AWS Big Data Blog

How to use streamlined permissions for Amazon S3 Tables and Iceberg materialized views

Apache Iceberg has emerged as the open table format for data lakes. It handles petabyte-scale datasets, lets teams evolve schemas and partitions in place, and supports time travel and incremental processing for data lake management at scale. Amazon S3 Tables provide a fully managed Apache Iceberg table experience in Amazon S3, optimized for analytics workloads, and integrate with the AWS Glue Data Catalog so AWS analytics services such as Amazon RedshiftAmazon EMRAmazon AthenaAmazon SageMaker, and AWS Glue query your data. Together, they form the foundation of a modern data lake architecture on AWS.

S3 Tables integrate with the AWS Glue Data Catalog using AWS Identity and Access Management (IAM) – based authorization. If you manage analytics workloads across these services, you can now define permissions across storage, catalog, and compute in a single IAM policy. This gives teams already using IAM a straightforward path to govern access to S3 Tables resources without changing their existing permission model. For fine-grained access controls, you can opt in to AWS Lake Formation at any time through the AWS Management Console, AWS Command Line Interface (AWS CLI), API, or AWS CloudFormation.

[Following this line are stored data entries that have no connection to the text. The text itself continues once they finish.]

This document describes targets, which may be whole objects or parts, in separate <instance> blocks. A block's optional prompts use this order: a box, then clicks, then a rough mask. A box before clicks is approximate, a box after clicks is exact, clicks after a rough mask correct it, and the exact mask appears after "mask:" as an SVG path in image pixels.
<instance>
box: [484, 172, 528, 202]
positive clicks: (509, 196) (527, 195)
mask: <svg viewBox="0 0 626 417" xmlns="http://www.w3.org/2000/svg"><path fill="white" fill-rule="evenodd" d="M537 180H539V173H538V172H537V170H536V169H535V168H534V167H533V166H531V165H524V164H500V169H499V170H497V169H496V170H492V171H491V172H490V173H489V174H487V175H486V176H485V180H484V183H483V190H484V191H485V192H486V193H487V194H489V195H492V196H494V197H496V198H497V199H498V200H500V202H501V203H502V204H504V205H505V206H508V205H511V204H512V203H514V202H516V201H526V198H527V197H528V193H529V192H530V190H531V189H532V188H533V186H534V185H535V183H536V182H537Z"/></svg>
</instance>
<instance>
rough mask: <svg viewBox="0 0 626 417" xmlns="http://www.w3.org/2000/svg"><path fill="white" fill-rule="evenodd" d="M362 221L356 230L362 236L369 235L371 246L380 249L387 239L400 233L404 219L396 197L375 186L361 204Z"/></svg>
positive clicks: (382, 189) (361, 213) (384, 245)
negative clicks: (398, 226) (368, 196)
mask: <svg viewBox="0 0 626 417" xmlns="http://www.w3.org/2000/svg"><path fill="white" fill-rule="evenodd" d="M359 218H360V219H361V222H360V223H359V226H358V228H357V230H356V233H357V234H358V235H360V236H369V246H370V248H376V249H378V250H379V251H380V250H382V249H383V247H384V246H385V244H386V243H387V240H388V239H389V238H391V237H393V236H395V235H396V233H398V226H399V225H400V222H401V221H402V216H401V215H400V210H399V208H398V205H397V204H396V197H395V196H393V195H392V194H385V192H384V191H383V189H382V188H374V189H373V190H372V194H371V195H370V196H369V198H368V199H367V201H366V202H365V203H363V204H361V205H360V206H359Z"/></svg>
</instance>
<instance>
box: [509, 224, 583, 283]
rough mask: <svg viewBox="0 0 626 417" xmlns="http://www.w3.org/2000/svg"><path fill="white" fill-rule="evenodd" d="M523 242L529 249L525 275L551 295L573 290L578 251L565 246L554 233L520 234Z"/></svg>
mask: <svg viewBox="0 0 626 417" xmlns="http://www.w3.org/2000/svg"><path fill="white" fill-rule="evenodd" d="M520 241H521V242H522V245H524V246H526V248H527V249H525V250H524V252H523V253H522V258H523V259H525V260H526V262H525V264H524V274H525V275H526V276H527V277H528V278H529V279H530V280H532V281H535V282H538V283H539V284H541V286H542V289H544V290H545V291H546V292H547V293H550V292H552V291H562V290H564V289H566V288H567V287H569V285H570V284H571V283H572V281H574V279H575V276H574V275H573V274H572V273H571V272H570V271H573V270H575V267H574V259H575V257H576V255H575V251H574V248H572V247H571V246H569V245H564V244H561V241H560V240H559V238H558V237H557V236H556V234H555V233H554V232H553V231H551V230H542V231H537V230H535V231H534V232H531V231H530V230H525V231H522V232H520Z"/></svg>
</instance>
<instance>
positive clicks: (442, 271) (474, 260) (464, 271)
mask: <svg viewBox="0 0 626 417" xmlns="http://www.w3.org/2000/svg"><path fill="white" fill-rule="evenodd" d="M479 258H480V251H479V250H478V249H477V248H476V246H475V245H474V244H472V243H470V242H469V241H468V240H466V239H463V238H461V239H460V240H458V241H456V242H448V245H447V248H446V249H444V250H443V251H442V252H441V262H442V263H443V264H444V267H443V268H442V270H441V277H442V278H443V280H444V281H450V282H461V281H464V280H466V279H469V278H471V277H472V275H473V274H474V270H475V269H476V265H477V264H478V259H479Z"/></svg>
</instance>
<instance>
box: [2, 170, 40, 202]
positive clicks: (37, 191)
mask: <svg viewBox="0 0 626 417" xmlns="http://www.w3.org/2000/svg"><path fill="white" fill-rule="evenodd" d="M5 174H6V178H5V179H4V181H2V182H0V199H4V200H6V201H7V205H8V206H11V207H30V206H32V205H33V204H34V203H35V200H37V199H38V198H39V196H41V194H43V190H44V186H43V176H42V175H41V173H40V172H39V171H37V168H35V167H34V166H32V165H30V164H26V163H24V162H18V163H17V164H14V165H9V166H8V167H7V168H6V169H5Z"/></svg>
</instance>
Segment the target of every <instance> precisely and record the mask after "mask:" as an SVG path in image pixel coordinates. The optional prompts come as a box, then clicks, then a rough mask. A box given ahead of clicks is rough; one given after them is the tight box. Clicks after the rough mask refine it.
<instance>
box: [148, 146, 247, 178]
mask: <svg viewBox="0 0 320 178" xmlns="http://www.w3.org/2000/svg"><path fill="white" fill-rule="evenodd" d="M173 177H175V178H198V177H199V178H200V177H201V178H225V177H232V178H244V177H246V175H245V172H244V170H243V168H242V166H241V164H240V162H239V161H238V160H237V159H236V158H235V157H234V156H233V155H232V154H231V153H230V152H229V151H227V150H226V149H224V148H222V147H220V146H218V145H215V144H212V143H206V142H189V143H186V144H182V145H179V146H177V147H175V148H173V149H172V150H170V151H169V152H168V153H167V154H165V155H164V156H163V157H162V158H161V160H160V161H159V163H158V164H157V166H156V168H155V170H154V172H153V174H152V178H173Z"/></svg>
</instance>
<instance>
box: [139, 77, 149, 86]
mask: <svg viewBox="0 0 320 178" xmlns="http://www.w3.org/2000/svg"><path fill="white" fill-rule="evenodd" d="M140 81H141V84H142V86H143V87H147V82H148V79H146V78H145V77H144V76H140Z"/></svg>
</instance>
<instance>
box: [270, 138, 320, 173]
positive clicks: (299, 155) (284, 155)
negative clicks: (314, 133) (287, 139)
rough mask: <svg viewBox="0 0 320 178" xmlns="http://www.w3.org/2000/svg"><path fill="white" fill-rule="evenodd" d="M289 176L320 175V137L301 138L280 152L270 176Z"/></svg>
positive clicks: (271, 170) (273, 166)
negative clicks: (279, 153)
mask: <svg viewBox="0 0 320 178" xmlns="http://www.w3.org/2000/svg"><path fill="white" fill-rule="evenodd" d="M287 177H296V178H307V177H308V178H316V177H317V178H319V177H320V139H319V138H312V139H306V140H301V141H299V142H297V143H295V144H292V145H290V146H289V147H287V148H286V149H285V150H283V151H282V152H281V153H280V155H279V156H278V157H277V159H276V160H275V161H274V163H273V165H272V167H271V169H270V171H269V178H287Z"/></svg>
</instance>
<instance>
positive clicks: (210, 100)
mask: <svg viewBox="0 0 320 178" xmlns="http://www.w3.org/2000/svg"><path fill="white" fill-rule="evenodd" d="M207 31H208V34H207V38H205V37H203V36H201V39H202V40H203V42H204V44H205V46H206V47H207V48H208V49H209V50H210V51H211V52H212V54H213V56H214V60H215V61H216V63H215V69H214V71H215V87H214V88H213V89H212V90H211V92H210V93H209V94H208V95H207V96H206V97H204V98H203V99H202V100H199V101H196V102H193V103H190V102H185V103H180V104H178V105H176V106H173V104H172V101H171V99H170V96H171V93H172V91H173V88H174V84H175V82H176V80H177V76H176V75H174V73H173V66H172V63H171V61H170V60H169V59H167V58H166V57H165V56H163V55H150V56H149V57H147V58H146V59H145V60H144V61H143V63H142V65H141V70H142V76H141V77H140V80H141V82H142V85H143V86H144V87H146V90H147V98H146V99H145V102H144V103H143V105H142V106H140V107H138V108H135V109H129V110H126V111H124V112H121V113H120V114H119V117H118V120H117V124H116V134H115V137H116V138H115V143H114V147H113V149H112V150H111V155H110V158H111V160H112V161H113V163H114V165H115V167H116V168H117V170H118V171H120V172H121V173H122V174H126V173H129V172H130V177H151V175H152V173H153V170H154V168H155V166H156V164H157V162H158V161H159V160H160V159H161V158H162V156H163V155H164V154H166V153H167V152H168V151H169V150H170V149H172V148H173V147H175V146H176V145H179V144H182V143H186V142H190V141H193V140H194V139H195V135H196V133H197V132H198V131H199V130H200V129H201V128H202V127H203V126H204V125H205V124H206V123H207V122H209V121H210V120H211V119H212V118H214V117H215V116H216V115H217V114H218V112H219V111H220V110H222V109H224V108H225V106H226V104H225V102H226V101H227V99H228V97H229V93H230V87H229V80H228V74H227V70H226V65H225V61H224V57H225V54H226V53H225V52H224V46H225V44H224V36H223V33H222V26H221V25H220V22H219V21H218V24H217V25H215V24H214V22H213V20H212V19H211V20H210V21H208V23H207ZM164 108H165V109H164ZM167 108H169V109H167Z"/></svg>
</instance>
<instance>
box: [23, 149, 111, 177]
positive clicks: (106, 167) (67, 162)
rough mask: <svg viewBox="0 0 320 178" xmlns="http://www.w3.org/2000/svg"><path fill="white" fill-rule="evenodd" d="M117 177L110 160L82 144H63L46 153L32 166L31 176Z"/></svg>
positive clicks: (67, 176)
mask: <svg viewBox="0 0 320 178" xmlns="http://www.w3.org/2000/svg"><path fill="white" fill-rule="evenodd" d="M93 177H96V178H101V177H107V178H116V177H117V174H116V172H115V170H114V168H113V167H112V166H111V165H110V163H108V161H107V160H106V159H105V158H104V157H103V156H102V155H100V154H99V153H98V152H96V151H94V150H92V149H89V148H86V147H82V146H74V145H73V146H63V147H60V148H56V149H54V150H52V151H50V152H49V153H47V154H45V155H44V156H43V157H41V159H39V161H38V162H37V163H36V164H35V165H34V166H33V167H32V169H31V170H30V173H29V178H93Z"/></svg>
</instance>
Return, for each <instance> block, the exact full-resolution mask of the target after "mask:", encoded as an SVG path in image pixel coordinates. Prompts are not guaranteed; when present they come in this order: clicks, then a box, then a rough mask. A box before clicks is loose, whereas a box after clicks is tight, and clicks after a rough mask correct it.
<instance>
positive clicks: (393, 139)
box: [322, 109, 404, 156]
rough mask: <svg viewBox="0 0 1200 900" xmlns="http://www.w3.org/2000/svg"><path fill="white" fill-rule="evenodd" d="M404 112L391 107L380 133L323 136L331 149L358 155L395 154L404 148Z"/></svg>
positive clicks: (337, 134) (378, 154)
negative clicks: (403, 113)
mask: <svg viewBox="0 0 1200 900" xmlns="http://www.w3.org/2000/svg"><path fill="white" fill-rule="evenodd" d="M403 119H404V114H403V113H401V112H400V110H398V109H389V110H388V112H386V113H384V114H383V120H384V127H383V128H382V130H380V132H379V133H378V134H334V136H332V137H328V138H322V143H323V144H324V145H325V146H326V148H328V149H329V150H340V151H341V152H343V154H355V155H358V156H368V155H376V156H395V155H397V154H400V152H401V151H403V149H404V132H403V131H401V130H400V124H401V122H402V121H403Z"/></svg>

Iceberg materialized views created in the Glue Data Catalog extend this foundation by letting you store pre-computed query results as Iceberg data on Amazon S3. When a query repeats aggregations or joins across large datasets, the engine reads directly from the materialized view’s S3 location rather than reprocessing the base tables. A materialized view can reside in S3 Tables or in an S3 general purpose bucket, independent of where its base tables live, which lets you place pre-computed results wherever fits your access patterns and cost model best.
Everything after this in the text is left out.